The Observer is a Student-run, daily print & online newspaper serving Notre Dame & Saint Mary's. Learn more about us.

-

archive

Subpar writing damages ‘Hollywoodland’

Marty Schroeder | Tuesday, February 6, 2007

“Hollywoodland” is a film that has great potential and wants to be something profound but can’t quite make it to what it wants to be. The film is hampered by a plot that runs amok in too many directions, and the DVD is a typical first release edition that doesn’t have what fans really want. This movie is, in a word, boring. What could have been one of the best films of the year due to star power and storyline in the end couldn’t quite figure itself out.

The film itself is a mystery yarn about the death of Superman actor George Reeves. Reeves is portrayed by Ben Affleck in the best performance of his career. The one redeeming quality of this film is Affleck’s performance, and the fact he did not get nominated for a Best Supporting Actor Oscar is one of the biggest crimes of this year.

The rest of the performances, however, are merely mediocre. Adrien Brody plays the detective Louis Simo and Diane Lane is Toni Mannix, the wife of Hollywood executive Eddie Mannix. Eddie is played by the always-great Bob Hoskins whose lack of screen time is the only reason he isn’t remembered in this film. Otherwise, he could have put in a grisly and tough performance and made the film better for it. Body and Lane are agreeable and decent but these are certainly not the best performances of their career. Brody in “The Pianist” or even “King Kong” is better than this one.

The DVD has a commentary by director Allen Coulter that is informative but not all that exciting.
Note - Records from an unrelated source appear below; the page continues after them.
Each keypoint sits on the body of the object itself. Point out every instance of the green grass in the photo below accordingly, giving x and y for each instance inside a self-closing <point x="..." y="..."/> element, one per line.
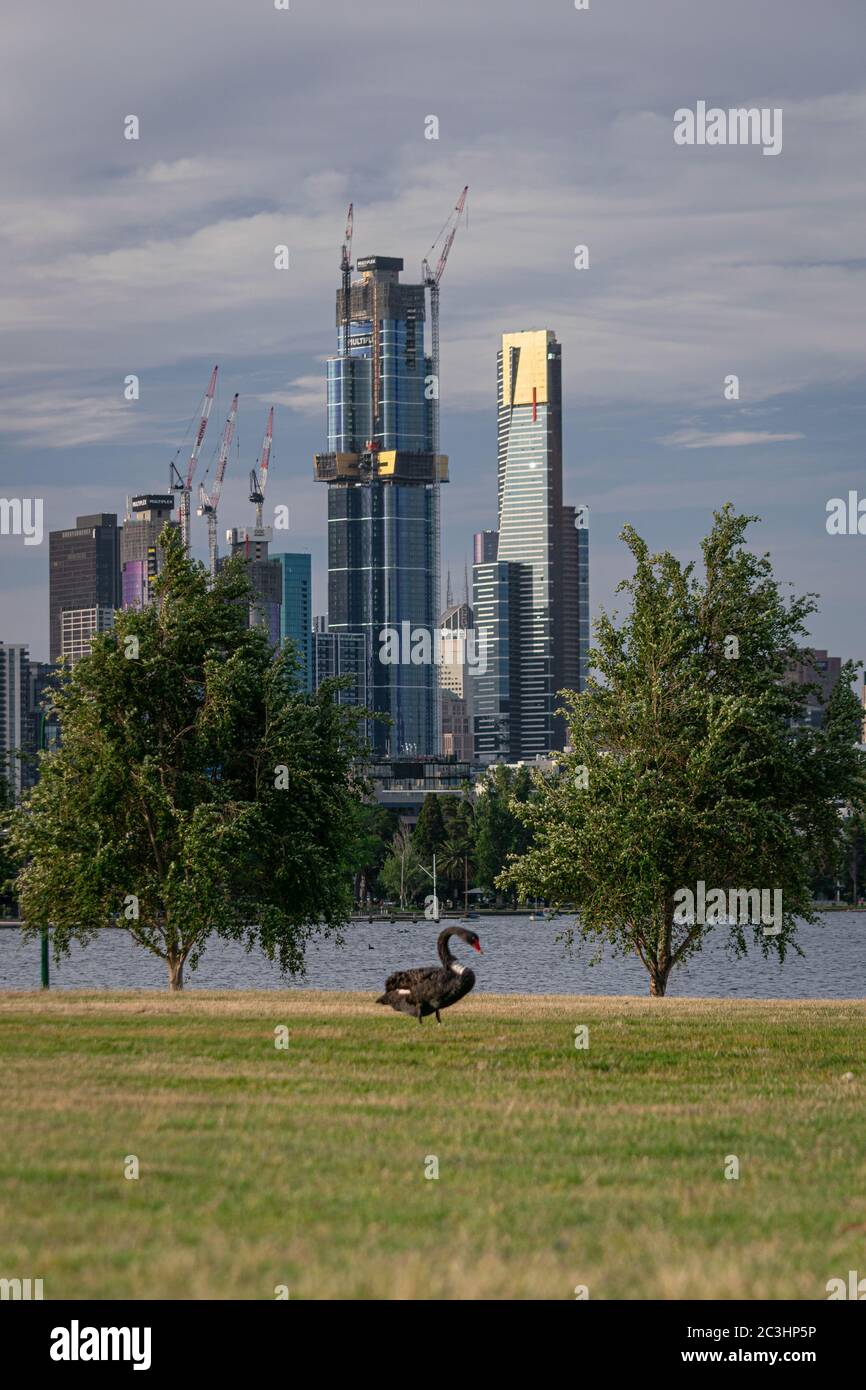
<point x="306" y="1166"/>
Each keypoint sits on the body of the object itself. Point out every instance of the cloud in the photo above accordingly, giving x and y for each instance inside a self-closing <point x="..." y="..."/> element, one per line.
<point x="726" y="439"/>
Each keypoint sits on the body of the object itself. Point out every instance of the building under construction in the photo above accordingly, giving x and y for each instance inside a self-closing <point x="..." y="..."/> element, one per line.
<point x="382" y="473"/>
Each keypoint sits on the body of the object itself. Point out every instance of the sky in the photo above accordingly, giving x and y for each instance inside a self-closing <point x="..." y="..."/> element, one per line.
<point x="257" y="127"/>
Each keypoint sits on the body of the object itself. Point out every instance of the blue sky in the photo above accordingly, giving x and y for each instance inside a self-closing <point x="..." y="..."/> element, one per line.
<point x="257" y="127"/>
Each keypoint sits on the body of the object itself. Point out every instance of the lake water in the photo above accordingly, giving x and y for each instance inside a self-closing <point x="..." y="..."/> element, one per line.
<point x="520" y="957"/>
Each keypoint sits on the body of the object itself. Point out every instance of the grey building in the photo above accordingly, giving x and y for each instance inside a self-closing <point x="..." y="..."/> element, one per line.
<point x="530" y="588"/>
<point x="141" y="556"/>
<point x="382" y="480"/>
<point x="84" y="571"/>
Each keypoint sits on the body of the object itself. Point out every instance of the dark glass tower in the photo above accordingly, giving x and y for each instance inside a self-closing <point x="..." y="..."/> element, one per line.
<point x="382" y="480"/>
<point x="531" y="574"/>
<point x="84" y="571"/>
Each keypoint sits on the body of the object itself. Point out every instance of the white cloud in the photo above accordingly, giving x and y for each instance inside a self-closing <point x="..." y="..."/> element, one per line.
<point x="724" y="439"/>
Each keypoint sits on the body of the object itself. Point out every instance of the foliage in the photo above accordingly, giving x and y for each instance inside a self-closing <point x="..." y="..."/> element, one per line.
<point x="690" y="761"/>
<point x="196" y="790"/>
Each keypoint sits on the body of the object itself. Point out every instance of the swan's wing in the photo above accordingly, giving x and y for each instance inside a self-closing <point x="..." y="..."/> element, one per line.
<point x="409" y="979"/>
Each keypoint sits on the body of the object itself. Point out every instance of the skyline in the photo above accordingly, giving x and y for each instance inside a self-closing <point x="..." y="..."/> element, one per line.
<point x="156" y="257"/>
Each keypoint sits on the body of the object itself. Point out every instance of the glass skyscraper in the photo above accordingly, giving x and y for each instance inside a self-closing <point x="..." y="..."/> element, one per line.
<point x="531" y="574"/>
<point x="382" y="478"/>
<point x="296" y="612"/>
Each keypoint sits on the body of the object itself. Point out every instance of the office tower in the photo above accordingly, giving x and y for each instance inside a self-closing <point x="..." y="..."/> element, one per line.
<point x="14" y="723"/>
<point x="141" y="556"/>
<point x="494" y="690"/>
<point x="484" y="546"/>
<point x="296" y="612"/>
<point x="84" y="570"/>
<point x="382" y="496"/>
<point x="535" y="616"/>
<point x="574" y="609"/>
<point x="78" y="627"/>
<point x="345" y="655"/>
<point x="455" y="647"/>
<point x="456" y="656"/>
<point x="266" y="576"/>
<point x="822" y="672"/>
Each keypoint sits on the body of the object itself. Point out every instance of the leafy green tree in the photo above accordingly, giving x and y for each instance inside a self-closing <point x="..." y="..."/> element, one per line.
<point x="688" y="762"/>
<point x="196" y="790"/>
<point x="402" y="875"/>
<point x="459" y="849"/>
<point x="9" y="865"/>
<point x="378" y="824"/>
<point x="430" y="833"/>
<point x="501" y="831"/>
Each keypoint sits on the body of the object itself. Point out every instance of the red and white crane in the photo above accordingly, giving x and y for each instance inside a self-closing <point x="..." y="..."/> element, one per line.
<point x="431" y="278"/>
<point x="175" y="481"/>
<point x="209" y="502"/>
<point x="259" y="476"/>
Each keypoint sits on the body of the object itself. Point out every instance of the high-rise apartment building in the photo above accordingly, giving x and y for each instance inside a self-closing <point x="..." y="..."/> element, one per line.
<point x="382" y="496"/>
<point x="296" y="610"/>
<point x="345" y="655"/>
<point x="15" y="733"/>
<point x="84" y="571"/>
<point x="141" y="556"/>
<point x="264" y="573"/>
<point x="78" y="628"/>
<point x="531" y="574"/>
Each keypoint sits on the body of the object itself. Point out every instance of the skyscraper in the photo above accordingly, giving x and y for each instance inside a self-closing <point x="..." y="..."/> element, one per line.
<point x="14" y="716"/>
<point x="84" y="571"/>
<point x="296" y="610"/>
<point x="141" y="556"/>
<point x="382" y="496"/>
<point x="531" y="595"/>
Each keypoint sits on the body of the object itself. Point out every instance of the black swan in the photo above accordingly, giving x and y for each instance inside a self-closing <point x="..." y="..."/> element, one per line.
<point x="430" y="988"/>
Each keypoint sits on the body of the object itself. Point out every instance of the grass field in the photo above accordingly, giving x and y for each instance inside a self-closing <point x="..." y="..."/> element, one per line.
<point x="305" y="1166"/>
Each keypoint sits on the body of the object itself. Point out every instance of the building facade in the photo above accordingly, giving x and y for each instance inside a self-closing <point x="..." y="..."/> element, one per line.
<point x="15" y="731"/>
<point x="296" y="610"/>
<point x="141" y="556"/>
<point x="341" y="655"/>
<point x="78" y="628"/>
<point x="530" y="588"/>
<point x="84" y="571"/>
<point x="382" y="496"/>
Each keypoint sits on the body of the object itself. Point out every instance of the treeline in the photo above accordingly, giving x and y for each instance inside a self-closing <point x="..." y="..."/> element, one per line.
<point x="470" y="836"/>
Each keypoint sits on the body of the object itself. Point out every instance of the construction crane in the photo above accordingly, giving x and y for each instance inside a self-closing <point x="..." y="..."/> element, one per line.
<point x="431" y="278"/>
<point x="209" y="503"/>
<point x="345" y="264"/>
<point x="175" y="481"/>
<point x="259" y="476"/>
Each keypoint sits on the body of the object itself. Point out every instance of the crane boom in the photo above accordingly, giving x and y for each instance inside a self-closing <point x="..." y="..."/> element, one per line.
<point x="259" y="476"/>
<point x="177" y="483"/>
<point x="345" y="264"/>
<point x="431" y="280"/>
<point x="207" y="505"/>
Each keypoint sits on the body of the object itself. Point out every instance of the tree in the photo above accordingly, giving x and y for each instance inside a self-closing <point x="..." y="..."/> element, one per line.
<point x="430" y="834"/>
<point x="459" y="848"/>
<point x="196" y="790"/>
<point x="690" y="765"/>
<point x="499" y="829"/>
<point x="377" y="829"/>
<point x="402" y="875"/>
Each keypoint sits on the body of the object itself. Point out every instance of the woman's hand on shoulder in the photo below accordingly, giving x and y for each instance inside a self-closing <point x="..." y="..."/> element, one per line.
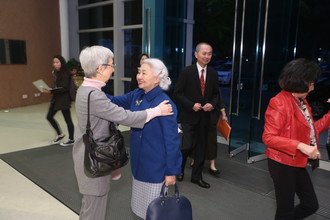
<point x="170" y="180"/>
<point x="166" y="108"/>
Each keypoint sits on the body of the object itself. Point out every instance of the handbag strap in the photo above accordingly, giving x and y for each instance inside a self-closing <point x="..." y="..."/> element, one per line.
<point x="88" y="125"/>
<point x="164" y="191"/>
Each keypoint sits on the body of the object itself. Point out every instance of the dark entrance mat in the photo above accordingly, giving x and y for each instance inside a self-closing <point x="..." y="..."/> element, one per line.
<point x="243" y="191"/>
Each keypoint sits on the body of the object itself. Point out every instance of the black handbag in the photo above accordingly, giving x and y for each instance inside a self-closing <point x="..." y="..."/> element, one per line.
<point x="100" y="159"/>
<point x="176" y="207"/>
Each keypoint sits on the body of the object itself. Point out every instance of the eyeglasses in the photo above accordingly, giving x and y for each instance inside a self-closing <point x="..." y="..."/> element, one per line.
<point x="112" y="65"/>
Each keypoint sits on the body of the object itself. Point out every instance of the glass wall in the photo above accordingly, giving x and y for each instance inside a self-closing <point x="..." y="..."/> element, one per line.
<point x="118" y="26"/>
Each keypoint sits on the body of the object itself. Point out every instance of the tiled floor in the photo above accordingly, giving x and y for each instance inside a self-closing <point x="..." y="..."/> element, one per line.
<point x="25" y="128"/>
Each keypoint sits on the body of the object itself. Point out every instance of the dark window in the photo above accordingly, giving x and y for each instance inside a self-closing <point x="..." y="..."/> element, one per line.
<point x="133" y="12"/>
<point x="12" y="51"/>
<point x="104" y="38"/>
<point x="86" y="2"/>
<point x="133" y="49"/>
<point x="97" y="17"/>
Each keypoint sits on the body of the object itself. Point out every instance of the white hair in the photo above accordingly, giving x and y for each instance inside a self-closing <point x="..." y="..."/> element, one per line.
<point x="92" y="57"/>
<point x="159" y="69"/>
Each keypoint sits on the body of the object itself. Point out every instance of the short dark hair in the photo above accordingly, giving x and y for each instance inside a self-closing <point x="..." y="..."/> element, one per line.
<point x="141" y="55"/>
<point x="63" y="62"/>
<point x="297" y="75"/>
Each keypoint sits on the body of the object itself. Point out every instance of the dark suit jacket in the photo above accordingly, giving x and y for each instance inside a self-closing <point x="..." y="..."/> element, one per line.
<point x="187" y="92"/>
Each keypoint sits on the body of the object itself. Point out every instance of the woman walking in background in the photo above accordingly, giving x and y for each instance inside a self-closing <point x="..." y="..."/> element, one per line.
<point x="61" y="100"/>
<point x="291" y="139"/>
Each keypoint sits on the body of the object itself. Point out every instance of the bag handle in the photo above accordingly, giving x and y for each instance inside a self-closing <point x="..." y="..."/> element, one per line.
<point x="164" y="191"/>
<point x="88" y="125"/>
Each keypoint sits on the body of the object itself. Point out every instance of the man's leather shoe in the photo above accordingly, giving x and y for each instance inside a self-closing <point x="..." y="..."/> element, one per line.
<point x="180" y="177"/>
<point x="201" y="183"/>
<point x="215" y="173"/>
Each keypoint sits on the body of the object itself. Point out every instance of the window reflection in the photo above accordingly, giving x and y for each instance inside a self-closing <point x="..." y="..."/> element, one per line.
<point x="97" y="17"/>
<point x="133" y="12"/>
<point x="104" y="38"/>
<point x="133" y="49"/>
<point x="12" y="51"/>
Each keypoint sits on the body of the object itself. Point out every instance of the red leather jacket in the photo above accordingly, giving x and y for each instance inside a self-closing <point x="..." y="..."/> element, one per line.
<point x="285" y="127"/>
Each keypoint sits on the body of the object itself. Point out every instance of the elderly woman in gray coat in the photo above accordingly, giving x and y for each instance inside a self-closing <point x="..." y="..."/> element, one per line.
<point x="97" y="63"/>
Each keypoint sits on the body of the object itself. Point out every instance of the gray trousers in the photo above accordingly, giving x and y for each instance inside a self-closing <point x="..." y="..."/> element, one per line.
<point x="93" y="207"/>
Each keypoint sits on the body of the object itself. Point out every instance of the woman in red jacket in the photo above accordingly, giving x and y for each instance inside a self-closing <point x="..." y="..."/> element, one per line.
<point x="291" y="138"/>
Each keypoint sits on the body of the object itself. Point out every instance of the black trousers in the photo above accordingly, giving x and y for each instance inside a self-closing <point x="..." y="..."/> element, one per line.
<point x="194" y="140"/>
<point x="67" y="117"/>
<point x="289" y="181"/>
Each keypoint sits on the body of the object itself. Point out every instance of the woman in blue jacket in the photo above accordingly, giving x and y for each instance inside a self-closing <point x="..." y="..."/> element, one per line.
<point x="155" y="148"/>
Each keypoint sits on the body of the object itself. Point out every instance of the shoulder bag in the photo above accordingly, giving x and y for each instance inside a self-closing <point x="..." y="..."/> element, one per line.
<point x="176" y="207"/>
<point x="100" y="159"/>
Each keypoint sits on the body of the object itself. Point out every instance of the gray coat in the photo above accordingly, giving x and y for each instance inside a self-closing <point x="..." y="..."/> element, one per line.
<point x="102" y="111"/>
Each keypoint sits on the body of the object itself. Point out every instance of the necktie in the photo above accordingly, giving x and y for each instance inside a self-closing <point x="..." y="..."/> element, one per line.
<point x="202" y="82"/>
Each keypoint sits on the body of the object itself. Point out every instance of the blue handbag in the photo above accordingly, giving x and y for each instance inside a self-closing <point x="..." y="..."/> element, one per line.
<point x="176" y="207"/>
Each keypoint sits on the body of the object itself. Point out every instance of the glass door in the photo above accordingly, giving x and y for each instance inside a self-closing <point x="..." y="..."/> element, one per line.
<point x="264" y="40"/>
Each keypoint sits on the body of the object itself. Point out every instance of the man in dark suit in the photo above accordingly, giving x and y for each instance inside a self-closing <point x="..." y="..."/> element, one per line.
<point x="197" y="93"/>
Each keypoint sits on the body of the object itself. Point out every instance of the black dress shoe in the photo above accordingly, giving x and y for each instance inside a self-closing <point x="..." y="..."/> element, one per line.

Fans of the film will appreciate the observations but otherwise, nothing special. One of the featurettes, entitled “Recreating Old Hollywood,” is probably the best extra on the disc. For all of the plots lack of coherence, the art direction was top notch. Southern California in the glory days of Hollywood was faithfully created and allowed the audience to immerse themselves in the gaudy hotel rooms and elegant parties. There are a few deleted scenes that do little to bring order to the convoluted plot. The final cut drags so much that anymore screen time would only be annoying and unwanted.

Overall, this is a DVD for the true fans of the movie. The film itself isn’t very good so anyone who hasn’t seen it should watch it before buying it. For those who are ambivalent toward the movie but want to own it should wait for a collector’s or special edition with at least two discs of extras because the time period this takes place in is a gold mine for documentaries and stories that might flesh out the film and make it better or at least more understandable. Then again, if this DVD doesn’t sell well, the possibility of a collector’s edition may be slim.

With gangster films such as “The Departed,” which was directed by Martin Scorsese and “Smokin’ Aces,” which didn’t take itself seriously at all, “Hollywoodland” feels like a lumbering bear that is too self-interested in itself to have any fun or know where it should go. Compared to Jack Nicholson (Frank Costello in “The Departed), Adrien Brody seems bored out of his mind. At the end of the day, the performances were good (Affleck’s being great) and the art direction was good. The culprit was the script and the writer, Paul Bernbaum, hamstringed this film from the get go. With a better script, “Hollywoodland” could have been the film it wanted to be.